This was the first time I’ve attended this conference and mostly went for it to get a better idea of the Bristol creative scene. It’s a great conference by many ‘conference standards’. Some quality speakers, tight organisation and variety of subjects and attendees. The food requires a special mention as it’s the best food i’ve had at a conference and all included in the price!
Rather than talk about every talk I attended, I’d like to focus on three key statements/subjects that re-enforce some of my own theories and thinking and clarify them in a better way that I could have before this conference.
1 – Maintaining your creative campaigns ‘hygiene’
Patrick Collister, who is Head of Design at Google talked around a lot of subjects during the hour, his background, how the industry has changed over the years but what i found particularly interested was the importance on maintaining the ‘hygiene’ of a campaign.
He talked about how campaigns are tackled from an Agency/Freelance POV towards a ‘completion date’ or ‘end of contract’ and that it’s rare that within the contract and fee is a maintenance period to follow the campaign and support any creative needs that arises from the global consumer community.
Speaking as an in-house designer I can speak with confidence that this is often the responsibility of the in-house creatives to maintain the projects after an Agency or Freelancer has ‘left’ a project and goes to further the importance of in-house creatives.

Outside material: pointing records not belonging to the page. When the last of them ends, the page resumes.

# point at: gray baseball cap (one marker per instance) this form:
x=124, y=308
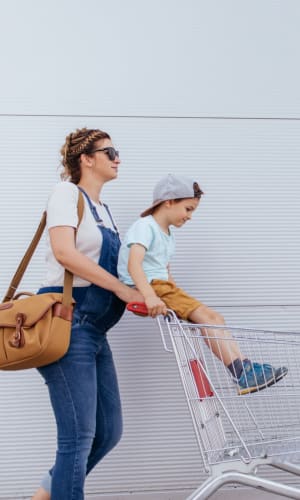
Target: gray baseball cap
x=173, y=187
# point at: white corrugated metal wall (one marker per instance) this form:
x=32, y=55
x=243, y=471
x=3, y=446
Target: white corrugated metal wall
x=210, y=89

In my freelance career I always factor in a contact period where clients can talk about further creative needs after a project is ‘finished’ but I think that many agencies and freelancers don’t factor this into their project scope. This was Patrick’s sentiment also, that more planning and emphasis needs to be put on maintaining the ‘hygiene’ of any given project especially if it riffs off of user based/response content.
2 – The user vs the web/companies/the world
Peter Gasston of rehab studio talked primarily about the importance of ‘The User’ in the web and how many companies and creatives are willing to not only glaze over user focus but often blatantly tell a user that their preferences aren’t acceptable (such as browser choice or device choice etc) creating a kind of ‘elite web’ where only if you conform to certain parameters you can view their content.

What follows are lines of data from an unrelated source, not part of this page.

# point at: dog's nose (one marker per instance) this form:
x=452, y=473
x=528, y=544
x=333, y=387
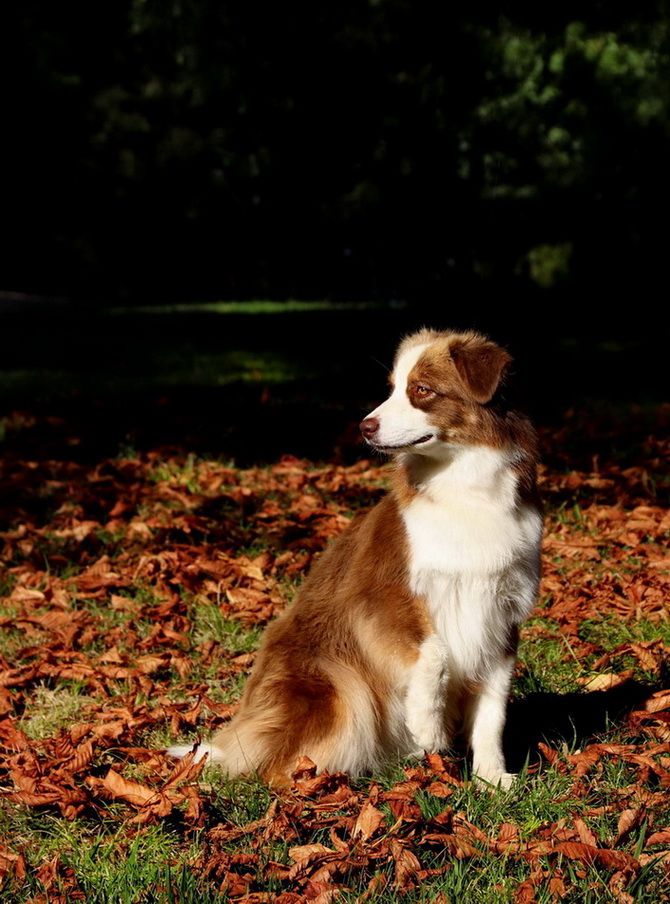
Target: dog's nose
x=369, y=427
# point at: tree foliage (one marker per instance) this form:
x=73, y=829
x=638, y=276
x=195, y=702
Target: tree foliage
x=357, y=149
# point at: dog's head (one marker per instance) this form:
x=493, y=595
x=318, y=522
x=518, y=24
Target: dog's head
x=440, y=387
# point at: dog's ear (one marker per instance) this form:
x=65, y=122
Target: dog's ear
x=480, y=365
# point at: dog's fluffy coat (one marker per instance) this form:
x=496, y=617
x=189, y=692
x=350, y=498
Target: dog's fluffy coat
x=405, y=630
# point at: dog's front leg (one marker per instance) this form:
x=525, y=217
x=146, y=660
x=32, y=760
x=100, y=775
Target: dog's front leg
x=485, y=721
x=425, y=698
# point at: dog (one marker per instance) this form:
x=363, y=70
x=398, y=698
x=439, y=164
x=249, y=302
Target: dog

Of course every company has a choice of what to do with their products and services but what i think is often forgotten about the web is that it is a community of users and providers of content with plenty of crossover. As a part of a community i believe we are participating is a larger dialogue in how we build the future and when we ‘cull’ certain people based on either their knowledge, ability and access to devices we create a space where we’re encouraging prejudice.
For a minute, think about what type of user could be using an old device or browser:
– A library or school based service user who has no access to technology of their own (perhaps due to poverty)
– A person with particular accessibility needs (perhaps due to disability or language barriers)
– A person who shares devices with family or with a group and may not always have access to the most ‘optimised’ device (perhaps a parent with children or other dependants)
– A person who travels a lot for either work or personal purposes who may not have stable connections or accessing via a data plan or company device with security restrictions.
– A person who lives and/or works in a rural area where access to devices or stable internet is scarce.
There are many other combinations and situations than the above but those were just to get you thinking along the lines of ‘Do any of the above people deserve to not be able to access the same content as other users?’
When we marginalise people because of their circumstances or even preferences is when we have communication and empathy problems as creators of content.
3 – Design can do good (but its not a limited edition, UV spot glossed, signed, embossed poster)
Michael Johnson of Johnson Banks in London talked at length about the work that his studio does but with a big statement behind it.
We can make the world a better place through providing good design to third sector and charities at affordable prices and by helping these organisations understand the benefits of good, well designed content and services.
While i think many designers/creatives would always prefer to work on projects that help people out as opposed to those that hinder progress many of us have to take on less ethical projects due to wanting to continue eating. Michael is an advocate of balancing your work as well as you can whilst still being able to survive but think a little deeper when you think that limited edition posters to raise charity money will solve problems. The time spent on creating that ‘special poster’ could it be better spent getting down to why a charity isn’t receiving the donations they need to maintain their service and improving their UX or UI or campaign idea that ultimately makes the charity several times more successful with donations than your poster could have possibly made?
Your time and expertise is precious and while it’s ultimately up to ourselves what we invest that in exercise the ability to reflect on an idea and what it’s impact will be and see whether you can do something else with that time and expertise that will do that much more good.